There are two major categories of problems, those above the water line and those below the water line. As is the case with an iceberg, the visible problems above the water line are small in number but major in scale while those below the water line are larger in number but smaller is scale.
The problems at Amazon and RIM are above the water line due to their visible impact, but generic studies show that for each problem occuring above the water line there are 600 ones that have happened below the water line.
This is a big number but a simple strategy exists to deal with it. It is derived from the No Broken Windows theory. If you deal with these small problems and prevent them from occuring, it will follow that the time period before a major visible problem presents itself will be longer.
600 seems a really big number but then the Pareto principle kicks in. If we were to determine a root cause for each problem, then 80% of the problems can be addressed with only 20% of the root causes. Let us assume, you identify 20 root causes. Then your target to achieve better stability is addressing a target of only 4 root causes. Now, I think that makes the whole process more manageable!
In dealing with network problems, the same root causes have happened so often that I devised a checklist. I know that this list is by no means perfect, so I would be interested to know what are the most common network probelms? Searching in Google, lead me to an interesting article published by Network World in 2003, "Ten common management mistakes".
The biggest problem that I still encounter is the NIC settings mismatch.
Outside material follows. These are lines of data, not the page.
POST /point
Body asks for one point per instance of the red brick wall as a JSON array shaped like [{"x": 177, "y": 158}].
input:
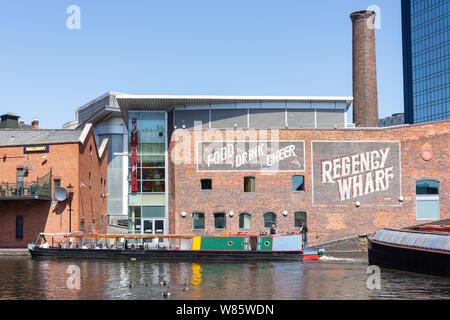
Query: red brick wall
[
  {"x": 92, "y": 185},
  {"x": 325, "y": 222},
  {"x": 69, "y": 162}
]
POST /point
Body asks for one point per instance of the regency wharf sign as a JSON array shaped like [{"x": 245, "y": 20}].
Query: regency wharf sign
[
  {"x": 349, "y": 171},
  {"x": 262, "y": 155}
]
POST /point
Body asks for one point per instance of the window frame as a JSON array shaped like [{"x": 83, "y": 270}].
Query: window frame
[
  {"x": 224, "y": 219},
  {"x": 272, "y": 221},
  {"x": 252, "y": 178},
  {"x": 303, "y": 185},
  {"x": 19, "y": 234},
  {"x": 243, "y": 214},
  {"x": 193, "y": 220}
]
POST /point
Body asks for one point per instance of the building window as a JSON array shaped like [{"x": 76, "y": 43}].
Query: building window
[
  {"x": 220, "y": 220},
  {"x": 198, "y": 221},
  {"x": 298, "y": 183},
  {"x": 245, "y": 220},
  {"x": 270, "y": 218},
  {"x": 206, "y": 184},
  {"x": 249, "y": 184},
  {"x": 299, "y": 217},
  {"x": 19, "y": 227},
  {"x": 427, "y": 200}
]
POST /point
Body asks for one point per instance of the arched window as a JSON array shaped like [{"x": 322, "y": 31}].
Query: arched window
[
  {"x": 220, "y": 220},
  {"x": 427, "y": 200},
  {"x": 245, "y": 220},
  {"x": 270, "y": 218},
  {"x": 198, "y": 221},
  {"x": 299, "y": 217}
]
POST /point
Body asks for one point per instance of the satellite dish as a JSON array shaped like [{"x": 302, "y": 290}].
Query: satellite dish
[{"x": 60, "y": 193}]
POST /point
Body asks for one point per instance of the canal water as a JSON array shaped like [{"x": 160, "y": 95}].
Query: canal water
[{"x": 334, "y": 277}]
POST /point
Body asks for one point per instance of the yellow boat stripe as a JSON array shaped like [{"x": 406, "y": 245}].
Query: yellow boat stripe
[{"x": 196, "y": 243}]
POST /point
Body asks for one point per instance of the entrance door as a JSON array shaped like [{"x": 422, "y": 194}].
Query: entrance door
[
  {"x": 148, "y": 227},
  {"x": 153, "y": 227}
]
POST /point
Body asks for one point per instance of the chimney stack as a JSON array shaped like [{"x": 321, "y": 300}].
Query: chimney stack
[
  {"x": 365, "y": 99},
  {"x": 35, "y": 123}
]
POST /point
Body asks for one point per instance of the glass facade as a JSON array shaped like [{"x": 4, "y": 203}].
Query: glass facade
[
  {"x": 147, "y": 172},
  {"x": 426, "y": 60}
]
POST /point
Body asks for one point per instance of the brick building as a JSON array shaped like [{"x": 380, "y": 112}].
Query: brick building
[
  {"x": 36, "y": 161},
  {"x": 243, "y": 163}
]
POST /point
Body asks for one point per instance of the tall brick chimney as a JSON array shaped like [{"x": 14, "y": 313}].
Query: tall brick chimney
[
  {"x": 35, "y": 123},
  {"x": 365, "y": 97}
]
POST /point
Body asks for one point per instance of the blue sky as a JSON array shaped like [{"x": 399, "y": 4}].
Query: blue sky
[{"x": 232, "y": 47}]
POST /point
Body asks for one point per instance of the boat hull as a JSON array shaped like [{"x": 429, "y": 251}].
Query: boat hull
[
  {"x": 161, "y": 254},
  {"x": 409, "y": 259}
]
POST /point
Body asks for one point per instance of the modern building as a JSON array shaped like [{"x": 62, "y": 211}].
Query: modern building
[
  {"x": 215, "y": 164},
  {"x": 36, "y": 162},
  {"x": 208, "y": 165},
  {"x": 426, "y": 60},
  {"x": 104, "y": 114},
  {"x": 396, "y": 119}
]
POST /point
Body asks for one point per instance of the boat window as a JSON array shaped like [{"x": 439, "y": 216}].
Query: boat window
[
  {"x": 427, "y": 187},
  {"x": 299, "y": 217},
  {"x": 206, "y": 184},
  {"x": 427, "y": 200},
  {"x": 19, "y": 227},
  {"x": 198, "y": 221},
  {"x": 270, "y": 218},
  {"x": 249, "y": 184},
  {"x": 245, "y": 220},
  {"x": 220, "y": 220},
  {"x": 298, "y": 183}
]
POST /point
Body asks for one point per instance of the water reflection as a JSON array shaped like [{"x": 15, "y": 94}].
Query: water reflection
[{"x": 331, "y": 278}]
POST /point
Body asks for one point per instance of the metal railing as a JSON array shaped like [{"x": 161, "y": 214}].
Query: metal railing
[{"x": 41, "y": 188}]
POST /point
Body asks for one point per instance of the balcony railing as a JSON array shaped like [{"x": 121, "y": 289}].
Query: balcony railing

On large networks this problem can exist on 20% to 30% the network nodes, and with a concerted effort can be brought under control. Taken ino context, the impact is much larger than expected because many of the systems are distributed and require the collaboration of multiple nodes and severs to function correctly. Even a small systems has a minimum reliance of 10 network nodes and if 2 or 3 of them are not functioning correctly it influences the whole system. Left unchecked and unmanagement the NIC problem could influence and undermine ALL your systems.
Besides the NIC problem what are the other most common network problems that you encounter?